Selon Jacques Lecarme (voir : sujet et corrigé E.N.S.), pour qu'il y ait autobiographie en littérature, il faut qu'il y ait identité de l'auteur, du narrateur et du personnage. Pour cet auteur, il ne peut y avoir d'autobiographie au cinéma car il doit ajouter une quatrième l'instance celle de l'acteur, la plus visible. Sans doute Jacques Lecarme a-t-il en tête des autobiographies de cinéastes qui s'étendent sur plusieurs années, tel Amarcord et qui ne peuvent pas être interprétées par l'auteur ou même par un acteur unique.
1- Le documentaire autobiographique (signalé "DA" sur la liste plus bas).

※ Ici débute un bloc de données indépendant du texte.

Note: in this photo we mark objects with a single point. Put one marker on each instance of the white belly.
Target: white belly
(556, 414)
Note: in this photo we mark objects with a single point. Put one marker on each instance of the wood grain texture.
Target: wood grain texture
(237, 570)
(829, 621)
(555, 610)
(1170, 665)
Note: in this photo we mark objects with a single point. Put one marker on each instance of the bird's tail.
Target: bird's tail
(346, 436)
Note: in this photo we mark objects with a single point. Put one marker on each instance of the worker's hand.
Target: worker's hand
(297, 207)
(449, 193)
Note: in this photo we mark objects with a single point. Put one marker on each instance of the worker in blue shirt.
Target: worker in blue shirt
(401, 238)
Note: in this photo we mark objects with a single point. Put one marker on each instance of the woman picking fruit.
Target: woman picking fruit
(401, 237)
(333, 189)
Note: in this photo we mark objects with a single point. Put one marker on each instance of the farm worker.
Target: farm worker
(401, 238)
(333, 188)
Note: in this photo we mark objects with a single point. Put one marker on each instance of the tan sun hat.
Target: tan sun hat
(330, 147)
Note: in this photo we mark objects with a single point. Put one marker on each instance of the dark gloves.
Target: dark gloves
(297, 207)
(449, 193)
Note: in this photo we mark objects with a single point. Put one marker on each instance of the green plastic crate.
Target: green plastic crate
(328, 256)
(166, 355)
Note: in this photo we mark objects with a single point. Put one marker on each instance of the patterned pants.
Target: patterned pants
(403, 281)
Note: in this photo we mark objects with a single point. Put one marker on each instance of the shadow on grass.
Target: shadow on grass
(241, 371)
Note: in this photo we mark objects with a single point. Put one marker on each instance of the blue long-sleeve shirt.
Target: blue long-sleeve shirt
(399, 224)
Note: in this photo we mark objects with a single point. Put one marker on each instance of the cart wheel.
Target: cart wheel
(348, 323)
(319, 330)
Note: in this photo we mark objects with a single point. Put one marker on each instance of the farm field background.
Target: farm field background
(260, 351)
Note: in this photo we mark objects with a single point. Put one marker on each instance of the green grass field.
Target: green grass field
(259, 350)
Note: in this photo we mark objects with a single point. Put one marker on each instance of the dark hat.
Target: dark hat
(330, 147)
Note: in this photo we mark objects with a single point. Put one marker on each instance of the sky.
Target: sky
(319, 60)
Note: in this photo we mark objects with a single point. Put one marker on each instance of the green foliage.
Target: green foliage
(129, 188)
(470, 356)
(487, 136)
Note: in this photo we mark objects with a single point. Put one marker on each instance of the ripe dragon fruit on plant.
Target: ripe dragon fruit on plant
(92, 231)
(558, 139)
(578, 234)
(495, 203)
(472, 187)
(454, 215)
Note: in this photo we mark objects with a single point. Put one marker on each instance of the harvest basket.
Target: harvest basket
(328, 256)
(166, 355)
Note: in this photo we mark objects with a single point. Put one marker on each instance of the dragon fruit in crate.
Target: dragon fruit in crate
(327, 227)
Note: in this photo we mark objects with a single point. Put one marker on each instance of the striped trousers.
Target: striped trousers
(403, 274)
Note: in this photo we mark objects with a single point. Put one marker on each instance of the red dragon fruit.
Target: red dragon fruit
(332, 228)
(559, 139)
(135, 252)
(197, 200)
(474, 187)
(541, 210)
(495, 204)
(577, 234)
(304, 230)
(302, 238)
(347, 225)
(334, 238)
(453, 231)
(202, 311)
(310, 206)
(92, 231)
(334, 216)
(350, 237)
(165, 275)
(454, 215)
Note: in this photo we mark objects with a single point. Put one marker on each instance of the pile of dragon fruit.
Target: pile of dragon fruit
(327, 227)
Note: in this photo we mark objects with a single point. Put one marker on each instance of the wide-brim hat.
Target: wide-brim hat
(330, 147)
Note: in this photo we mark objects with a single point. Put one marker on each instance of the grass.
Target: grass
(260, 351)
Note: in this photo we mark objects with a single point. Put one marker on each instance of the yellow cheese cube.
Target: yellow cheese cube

Les grands diaristes, Jonas Mekas, Alain Cavalier ou Joseph Morder ont pourtant réussi cette quadruple identification de même que Jonathan Caouette dans Tarnation ou Vincent Dieutre dans Bologna centrale et Philippe Kathrine dans Peau de cochon. Le réalisateur doit alors jouer son propre rôle et s'entourer de personnages qui jouent également leur propre rôle. L'autobiographie est une forme particulière de documentaire, c'est un genre du cinéma : le documentaire autobiographique
Si l'autobiographie au sens propre est obligatoirement un documentaire et donc un genre, il reste une dimension importante du cinéma qui relève du thème de l'autobiographie, de la façon pour le cinéaste de parler de lui, de partir de lui, au cinéma. Ce peut être de l'autofiction mais, le plus souvent, l'autobiographique se dissout dans la fiction, se drapant dans les oripeaux d'une comédie ou d'un drame.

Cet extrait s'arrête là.